When I got to the road section I had nothing left and had to take a rest and walk the small hill. I thought that I was in trouble at that point. If the section of road continued to have even the smallest inclines I would be forced to walk. But the road stayed rolling in nature and I got a second wind and was able 
to hold tight at 7:21 
pace. This was the first ultra I have ever run without completely falling apart in the latter part of the race.

Finish; Photo Credit:

My finish could have been stronger; however, I can think of very few instances where I have finished a race strong.

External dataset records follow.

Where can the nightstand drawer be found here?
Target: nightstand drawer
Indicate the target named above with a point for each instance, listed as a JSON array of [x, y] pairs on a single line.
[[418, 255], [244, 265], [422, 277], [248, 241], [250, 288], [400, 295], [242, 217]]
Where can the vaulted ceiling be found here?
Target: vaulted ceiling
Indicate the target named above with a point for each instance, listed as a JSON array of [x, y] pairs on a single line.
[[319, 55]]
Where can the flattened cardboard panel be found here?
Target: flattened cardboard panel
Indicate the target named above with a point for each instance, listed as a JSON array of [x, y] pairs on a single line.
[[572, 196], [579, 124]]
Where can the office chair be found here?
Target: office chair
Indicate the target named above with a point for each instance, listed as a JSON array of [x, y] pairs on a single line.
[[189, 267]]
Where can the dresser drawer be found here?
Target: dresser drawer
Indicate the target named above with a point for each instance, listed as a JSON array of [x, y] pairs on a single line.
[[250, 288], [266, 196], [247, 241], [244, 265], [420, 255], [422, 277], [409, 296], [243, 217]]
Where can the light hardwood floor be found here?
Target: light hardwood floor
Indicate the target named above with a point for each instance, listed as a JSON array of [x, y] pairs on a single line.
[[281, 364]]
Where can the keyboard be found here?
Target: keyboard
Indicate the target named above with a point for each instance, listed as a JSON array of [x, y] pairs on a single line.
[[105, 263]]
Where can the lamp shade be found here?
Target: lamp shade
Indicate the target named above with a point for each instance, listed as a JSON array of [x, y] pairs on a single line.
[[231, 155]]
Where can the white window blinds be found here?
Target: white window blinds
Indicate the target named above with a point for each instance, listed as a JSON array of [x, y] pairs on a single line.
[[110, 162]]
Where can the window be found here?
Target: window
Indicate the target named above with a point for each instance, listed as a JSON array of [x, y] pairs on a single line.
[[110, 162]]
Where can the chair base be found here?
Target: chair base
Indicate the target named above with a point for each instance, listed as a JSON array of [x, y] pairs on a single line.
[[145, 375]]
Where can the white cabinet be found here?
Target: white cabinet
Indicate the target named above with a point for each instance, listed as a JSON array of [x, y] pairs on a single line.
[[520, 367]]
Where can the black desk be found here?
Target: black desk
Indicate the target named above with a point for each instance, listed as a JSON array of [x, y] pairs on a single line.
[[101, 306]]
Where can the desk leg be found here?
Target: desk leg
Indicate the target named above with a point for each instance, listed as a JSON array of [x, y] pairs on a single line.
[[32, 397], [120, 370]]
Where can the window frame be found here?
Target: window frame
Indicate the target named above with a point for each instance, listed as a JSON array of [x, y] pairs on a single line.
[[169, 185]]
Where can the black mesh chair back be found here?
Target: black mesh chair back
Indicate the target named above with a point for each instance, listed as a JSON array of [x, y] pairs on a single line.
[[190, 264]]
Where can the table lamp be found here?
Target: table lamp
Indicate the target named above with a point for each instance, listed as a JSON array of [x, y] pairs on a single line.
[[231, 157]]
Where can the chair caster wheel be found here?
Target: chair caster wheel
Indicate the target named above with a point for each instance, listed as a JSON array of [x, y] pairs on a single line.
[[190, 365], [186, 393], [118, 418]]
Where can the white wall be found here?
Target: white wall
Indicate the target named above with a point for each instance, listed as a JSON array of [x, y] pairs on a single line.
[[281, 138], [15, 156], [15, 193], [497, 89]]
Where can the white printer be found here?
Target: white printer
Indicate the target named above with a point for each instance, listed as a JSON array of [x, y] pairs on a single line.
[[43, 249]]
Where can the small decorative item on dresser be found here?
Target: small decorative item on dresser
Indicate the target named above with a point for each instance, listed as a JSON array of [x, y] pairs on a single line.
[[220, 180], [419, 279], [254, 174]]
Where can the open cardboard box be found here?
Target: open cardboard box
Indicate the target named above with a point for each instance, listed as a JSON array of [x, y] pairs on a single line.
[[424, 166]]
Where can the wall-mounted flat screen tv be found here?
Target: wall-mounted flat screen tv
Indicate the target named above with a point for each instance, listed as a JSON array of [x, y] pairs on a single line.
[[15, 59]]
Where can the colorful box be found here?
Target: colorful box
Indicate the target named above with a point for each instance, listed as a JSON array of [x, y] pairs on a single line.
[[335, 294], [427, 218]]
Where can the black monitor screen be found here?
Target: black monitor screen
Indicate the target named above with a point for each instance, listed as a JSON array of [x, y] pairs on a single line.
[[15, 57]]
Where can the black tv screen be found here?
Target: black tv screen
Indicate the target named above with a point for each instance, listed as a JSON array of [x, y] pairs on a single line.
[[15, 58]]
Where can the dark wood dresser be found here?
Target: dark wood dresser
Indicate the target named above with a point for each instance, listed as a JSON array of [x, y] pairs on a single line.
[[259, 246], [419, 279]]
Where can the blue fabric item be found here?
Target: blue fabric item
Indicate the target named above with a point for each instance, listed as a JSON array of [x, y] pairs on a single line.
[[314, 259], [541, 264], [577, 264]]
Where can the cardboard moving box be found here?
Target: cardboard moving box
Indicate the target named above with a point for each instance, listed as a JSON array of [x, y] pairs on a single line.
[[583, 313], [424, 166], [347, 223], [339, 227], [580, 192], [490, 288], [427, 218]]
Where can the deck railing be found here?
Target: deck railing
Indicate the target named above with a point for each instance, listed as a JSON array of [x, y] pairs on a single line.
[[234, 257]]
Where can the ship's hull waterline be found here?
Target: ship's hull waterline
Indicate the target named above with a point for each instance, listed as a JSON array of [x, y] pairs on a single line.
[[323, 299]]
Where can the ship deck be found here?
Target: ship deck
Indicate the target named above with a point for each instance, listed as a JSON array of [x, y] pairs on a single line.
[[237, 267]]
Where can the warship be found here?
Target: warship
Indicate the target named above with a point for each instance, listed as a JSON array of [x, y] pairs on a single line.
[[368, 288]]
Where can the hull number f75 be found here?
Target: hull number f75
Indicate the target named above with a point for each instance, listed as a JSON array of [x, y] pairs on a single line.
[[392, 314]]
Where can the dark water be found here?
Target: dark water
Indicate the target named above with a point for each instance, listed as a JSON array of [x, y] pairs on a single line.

In high school 5k’s I would try to build an insurmountable lead so that I could not be kicked down. In college I lost All-Ohio spots because I had no finishing kick and since starting ultras I have lost 50+ spots in the Leadville 100 in the last 30 miles because my pace would be stifled to a slow trot. Perhaps it is due to poor nutrition or perhaps it is a mental block. Whatever the reason, I will continue racing and trying to figure it out.



I don’t remember what clothes I wore; but they undoubtedly were materials left behind by someone at a high school track meet back in 2006… The shoes: Apryle’s mother found some Nikes on clearance in a mall in Harrisburg. Dihydrogen monoxide: I took a handheld water-bottle filled it with hot tea… and lost it somewhere on course (thanks to the person that mailed to my parents address!). Food: Thanks to everyone at the aid stations; I think I had about 12 gu packs… but my memory escapes me.
Kenny, Tyler & I Post Race

Apryle & I Postrace
Just squeaked on next to the podium
To quote Slug from Atmosphere: “Some day I’m going to be so cool, but for now I’ve got cheap shoes so I keep losing”. In all seriousness all the fancy tech gear and light-weight shoes can make you look like a runner, but what really makes the runner is the dedication, miles and fortunately or unfortunately genetics.